Matteo Wong details the Trump administration’s rapid implementation of AI to replace human civil servants, spearheaded by the Department of Government Efficiency (DOGE). The General Services Administration (GSA) is piloting a generative AI chatbot with 1,500 employees, potentially expanding it to 10,000. The chatbot, originally an internal AI testing tool, has been repurposed as a productivity booster amid widespread government layoffs.
Thomas Shedd, GSA’s Technology Transformation Services (TTS) director, advocates an “AI-first strategy,” envisioning AI handling coding, contract analysis, and finance functions. While AI is already used in workplaces, this rollout represents a larger effort to shrink the federal workforce. DOGE has reportedly used AI to assess agency spending, determine job cuts, and plans to apply AI at the State Department for scrutinizing student visa holders’ social media.
The chatbot, once known as “GSAi” and now called “GSA Chat,” functions similarly to ChatGPT, drawing on AI models from Meta and Anthropic. GSA ultimately aims to deploy it across government agencies under “AI.gov.” However, reasonable concerns persist about AI’s accuracy, bias, and security risks.

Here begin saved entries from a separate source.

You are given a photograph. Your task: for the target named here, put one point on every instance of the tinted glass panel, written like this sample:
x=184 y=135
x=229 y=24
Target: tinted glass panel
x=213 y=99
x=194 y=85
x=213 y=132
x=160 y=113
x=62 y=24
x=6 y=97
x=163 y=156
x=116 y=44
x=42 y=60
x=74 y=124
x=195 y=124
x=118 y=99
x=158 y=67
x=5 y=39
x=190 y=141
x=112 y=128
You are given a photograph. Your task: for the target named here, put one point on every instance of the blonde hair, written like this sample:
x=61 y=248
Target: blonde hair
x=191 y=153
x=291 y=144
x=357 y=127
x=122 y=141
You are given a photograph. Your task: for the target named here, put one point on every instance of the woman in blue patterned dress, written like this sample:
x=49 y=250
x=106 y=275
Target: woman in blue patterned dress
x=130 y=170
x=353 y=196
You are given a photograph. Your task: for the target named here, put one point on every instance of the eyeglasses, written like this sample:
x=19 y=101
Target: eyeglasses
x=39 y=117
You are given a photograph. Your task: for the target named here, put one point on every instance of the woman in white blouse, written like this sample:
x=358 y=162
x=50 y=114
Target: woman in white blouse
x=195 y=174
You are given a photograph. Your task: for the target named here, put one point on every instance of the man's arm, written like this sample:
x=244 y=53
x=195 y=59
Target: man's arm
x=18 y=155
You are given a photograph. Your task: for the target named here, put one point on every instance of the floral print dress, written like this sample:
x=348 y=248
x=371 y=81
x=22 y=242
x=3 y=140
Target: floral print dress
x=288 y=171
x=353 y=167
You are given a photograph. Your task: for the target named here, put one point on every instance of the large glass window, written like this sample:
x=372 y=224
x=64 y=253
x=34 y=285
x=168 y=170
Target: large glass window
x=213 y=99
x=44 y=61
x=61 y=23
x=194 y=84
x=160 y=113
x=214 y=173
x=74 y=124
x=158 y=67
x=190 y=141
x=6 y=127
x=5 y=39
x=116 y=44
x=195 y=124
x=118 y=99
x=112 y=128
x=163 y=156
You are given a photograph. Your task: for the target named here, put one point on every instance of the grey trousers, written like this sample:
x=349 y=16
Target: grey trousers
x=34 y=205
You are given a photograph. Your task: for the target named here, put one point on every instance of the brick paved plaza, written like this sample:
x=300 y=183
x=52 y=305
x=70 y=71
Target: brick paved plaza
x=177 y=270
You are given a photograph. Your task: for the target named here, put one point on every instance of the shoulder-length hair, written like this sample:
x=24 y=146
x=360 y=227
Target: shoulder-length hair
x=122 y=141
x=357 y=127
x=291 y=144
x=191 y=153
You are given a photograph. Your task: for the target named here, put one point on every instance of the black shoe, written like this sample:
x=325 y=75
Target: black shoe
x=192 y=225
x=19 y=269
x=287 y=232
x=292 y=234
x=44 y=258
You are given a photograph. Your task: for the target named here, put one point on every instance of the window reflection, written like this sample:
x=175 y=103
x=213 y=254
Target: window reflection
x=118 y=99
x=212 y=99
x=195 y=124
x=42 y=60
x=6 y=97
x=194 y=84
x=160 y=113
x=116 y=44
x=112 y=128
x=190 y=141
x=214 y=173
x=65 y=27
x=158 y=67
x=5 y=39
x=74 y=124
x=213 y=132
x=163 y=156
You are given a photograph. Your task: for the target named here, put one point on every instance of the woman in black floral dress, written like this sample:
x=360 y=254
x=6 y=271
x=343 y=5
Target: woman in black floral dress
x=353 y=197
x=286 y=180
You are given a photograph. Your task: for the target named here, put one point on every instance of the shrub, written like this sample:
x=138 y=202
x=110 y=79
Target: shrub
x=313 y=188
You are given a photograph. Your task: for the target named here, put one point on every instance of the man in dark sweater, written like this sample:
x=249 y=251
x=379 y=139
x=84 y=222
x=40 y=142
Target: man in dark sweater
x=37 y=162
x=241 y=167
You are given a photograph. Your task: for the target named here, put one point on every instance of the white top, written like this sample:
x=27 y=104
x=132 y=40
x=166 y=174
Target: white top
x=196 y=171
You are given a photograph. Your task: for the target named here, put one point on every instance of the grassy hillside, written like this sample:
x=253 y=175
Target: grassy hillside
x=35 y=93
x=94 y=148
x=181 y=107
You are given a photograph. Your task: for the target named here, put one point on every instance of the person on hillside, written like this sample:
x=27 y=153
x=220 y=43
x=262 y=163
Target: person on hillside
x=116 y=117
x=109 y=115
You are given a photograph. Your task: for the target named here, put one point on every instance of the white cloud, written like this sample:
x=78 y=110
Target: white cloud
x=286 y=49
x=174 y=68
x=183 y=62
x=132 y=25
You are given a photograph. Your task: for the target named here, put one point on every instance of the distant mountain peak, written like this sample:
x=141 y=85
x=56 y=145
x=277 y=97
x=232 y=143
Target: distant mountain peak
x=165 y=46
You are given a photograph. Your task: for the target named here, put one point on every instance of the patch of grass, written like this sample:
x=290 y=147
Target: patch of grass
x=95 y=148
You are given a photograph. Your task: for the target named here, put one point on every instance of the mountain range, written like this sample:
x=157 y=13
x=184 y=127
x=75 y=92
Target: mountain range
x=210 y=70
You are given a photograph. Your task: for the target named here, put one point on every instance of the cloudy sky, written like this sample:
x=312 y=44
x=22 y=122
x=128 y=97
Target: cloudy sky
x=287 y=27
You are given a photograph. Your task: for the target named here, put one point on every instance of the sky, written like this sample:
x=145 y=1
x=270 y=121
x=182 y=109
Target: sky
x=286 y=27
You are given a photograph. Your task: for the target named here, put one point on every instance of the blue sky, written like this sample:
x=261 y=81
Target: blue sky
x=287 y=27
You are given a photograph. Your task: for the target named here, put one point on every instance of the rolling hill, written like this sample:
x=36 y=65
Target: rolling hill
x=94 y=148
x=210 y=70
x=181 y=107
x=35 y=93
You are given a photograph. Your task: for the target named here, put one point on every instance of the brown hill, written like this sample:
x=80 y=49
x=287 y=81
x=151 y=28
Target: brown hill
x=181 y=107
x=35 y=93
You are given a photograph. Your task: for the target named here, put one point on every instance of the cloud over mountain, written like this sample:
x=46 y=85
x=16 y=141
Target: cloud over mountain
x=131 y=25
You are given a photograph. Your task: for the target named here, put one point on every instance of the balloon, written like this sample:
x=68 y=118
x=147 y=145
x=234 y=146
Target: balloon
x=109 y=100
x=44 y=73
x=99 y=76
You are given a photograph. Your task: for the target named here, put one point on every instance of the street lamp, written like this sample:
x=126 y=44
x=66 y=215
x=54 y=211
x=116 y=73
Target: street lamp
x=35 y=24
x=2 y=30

Early users have been warned about AI “hallucinations” (false information), privacy risks, and biased responses.
Trump’s administration aggressively pushed the chatbot’s development, disregarding the Biden administration’s cautious AI policies, which stressed transparency and rigorous safeguards. Biden’s AI regulations were overturned on Trump’s first day in office, with the White House dismissing them as excessive government control. Now, DOGE is deploying AI without extensive testing, effectively using the federal government as a large-scale AI experiment.
AI-driven downsizing of the civil service is reckless. GSA employees worry about flawed AI analyses leading to false fraud accusations or misinformed budget cuts. While AI has potential benefits, the administration’s rush to automate critical government functions raises alarms about oversight, accuracy, and the broader implications for governance.